Dua belas bulan yang lalu, ia mengakhiri penantian 11 tahun untuk meraih gelar Major saat ia menyelesaikan karirnya di Grand Slam di Augusta National. Setahun kemudian, dia menyamai Phil Mickelson, Sir Nick Faldo dan Lee Trevino di enam Major. Dia hanya satu di belakang Arnold Palmer yang hebat.

Juara kedua Scheffler, yang memulai dengan 12 pukulan di belakang pemimpin klasemen McIlroy pada hari Sabtu, bereaksi: “Saya melakukan perlawanan yang bagus akhir pekan ini. Memulai dengan 12 pukulan ke belakang tidaklah ideal dan memberi diri saya kesempatan pada hari Minggu adalah pertarungan yang bagus. Tentu saja saya melakukan beberapa pukulan pendek tetapi tentu saja bangga dengan cara saya bermain dan saya melakukan beberapa hal yang sangat bagus selama akhir pekan.”

Rose yang patah hati, yang finis kedua tiga kali di Masters dan berada di posisi ketiga tahun ini, merefleksikan: “Saya tidak mengejar atau mengikuti papan peringkat, tapi saya berasumsi saya berada di sana di sekitar Amin Corner, dan sayangnya saya memiliki dua bogey yang terlalu dini pada menit ke-11 dan ke-12.

“Hal semacam itu menghentikan momentum. Saya mencoba mengembalikannya pada menit ke-13, namun saya mungkin terlalu agresif. Saya sedikit kehilangan kesabaran karena dua bogey. Itu adalah hal-hal kecil yang pada akhirnya merugikan Anda. Namun saya bermain bagus, mulai hari ketiga saya memberi diri saya setiap peluang.
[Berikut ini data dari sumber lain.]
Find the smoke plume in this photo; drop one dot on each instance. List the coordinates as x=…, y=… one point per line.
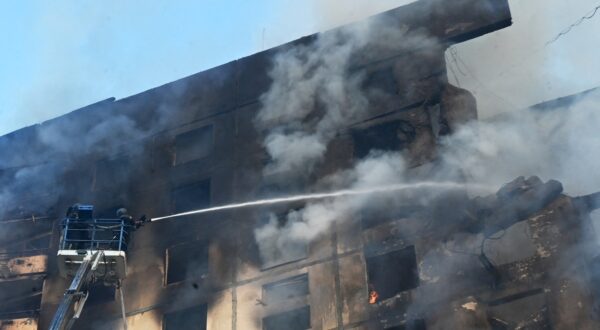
x=555, y=143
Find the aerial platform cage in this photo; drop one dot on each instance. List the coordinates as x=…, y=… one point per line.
x=83, y=236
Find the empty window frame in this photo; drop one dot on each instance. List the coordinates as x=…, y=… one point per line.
x=394, y=135
x=276, y=252
x=382, y=80
x=191, y=197
x=417, y=324
x=289, y=288
x=193, y=318
x=297, y=319
x=101, y=294
x=195, y=144
x=527, y=309
x=187, y=261
x=393, y=272
x=112, y=172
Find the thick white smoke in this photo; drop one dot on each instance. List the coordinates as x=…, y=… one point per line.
x=557, y=144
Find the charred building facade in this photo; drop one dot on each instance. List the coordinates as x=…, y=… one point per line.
x=200, y=142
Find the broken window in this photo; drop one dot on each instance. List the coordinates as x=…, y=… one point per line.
x=187, y=261
x=417, y=324
x=297, y=319
x=192, y=145
x=527, y=310
x=191, y=197
x=290, y=288
x=193, y=318
x=390, y=136
x=100, y=294
x=382, y=80
x=112, y=172
x=392, y=273
x=276, y=250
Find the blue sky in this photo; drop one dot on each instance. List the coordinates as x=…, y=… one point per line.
x=60, y=55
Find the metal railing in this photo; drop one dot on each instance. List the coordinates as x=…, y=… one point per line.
x=95, y=234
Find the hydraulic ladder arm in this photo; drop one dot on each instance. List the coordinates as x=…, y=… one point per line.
x=76, y=295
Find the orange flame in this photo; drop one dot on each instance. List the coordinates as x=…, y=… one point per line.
x=373, y=296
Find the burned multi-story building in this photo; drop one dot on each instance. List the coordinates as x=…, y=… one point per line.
x=509, y=259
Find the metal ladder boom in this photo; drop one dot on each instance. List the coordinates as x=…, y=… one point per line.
x=74, y=298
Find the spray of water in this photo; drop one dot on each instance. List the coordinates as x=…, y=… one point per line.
x=339, y=193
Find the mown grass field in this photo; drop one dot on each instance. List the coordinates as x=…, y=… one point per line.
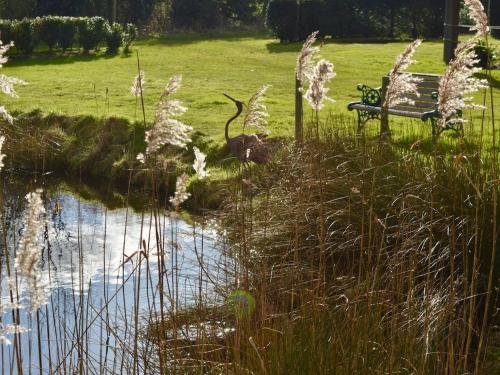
x=211, y=65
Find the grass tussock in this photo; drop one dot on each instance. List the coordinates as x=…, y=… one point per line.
x=361, y=258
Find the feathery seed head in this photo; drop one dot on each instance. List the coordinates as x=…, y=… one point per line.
x=167, y=129
x=317, y=92
x=138, y=84
x=457, y=83
x=2, y=156
x=479, y=17
x=257, y=111
x=305, y=59
x=28, y=255
x=4, y=48
x=200, y=164
x=400, y=82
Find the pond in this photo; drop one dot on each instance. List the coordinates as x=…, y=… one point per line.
x=100, y=268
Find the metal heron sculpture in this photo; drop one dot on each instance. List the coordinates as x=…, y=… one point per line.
x=246, y=147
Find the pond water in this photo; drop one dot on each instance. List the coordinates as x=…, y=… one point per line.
x=98, y=281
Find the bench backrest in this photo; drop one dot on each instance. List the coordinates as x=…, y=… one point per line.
x=424, y=103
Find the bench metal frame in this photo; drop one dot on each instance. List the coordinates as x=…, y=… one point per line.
x=370, y=107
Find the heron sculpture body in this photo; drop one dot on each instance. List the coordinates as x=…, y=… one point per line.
x=246, y=147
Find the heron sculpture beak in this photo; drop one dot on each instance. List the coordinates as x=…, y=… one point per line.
x=238, y=102
x=230, y=98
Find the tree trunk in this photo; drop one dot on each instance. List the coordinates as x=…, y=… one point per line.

“Tetapi ya, Amin Corner membawa saya pada kesempatan ini, namun menyenangkan untuk ikut dalam perburuan lagi – tidak diragukan lagi. Minggu ini saya ditanya apakah saya perlu melakukan sesuatu yang berbeda, saya rasa saya tidak melakukannya. Hari ini saya seharusnya dapat mengeksekusinya dengan lebih baik. Komitmen penting dalam beberapa pukulan adalah hal yang selalu menjadi intinya. Namun dalam beberapa minggu Anda melakukannya, saya telah memenangkan dan menutup banyak turnamen. Saya akan kembali tahun depan dan memberikan segalanya tentu saja.”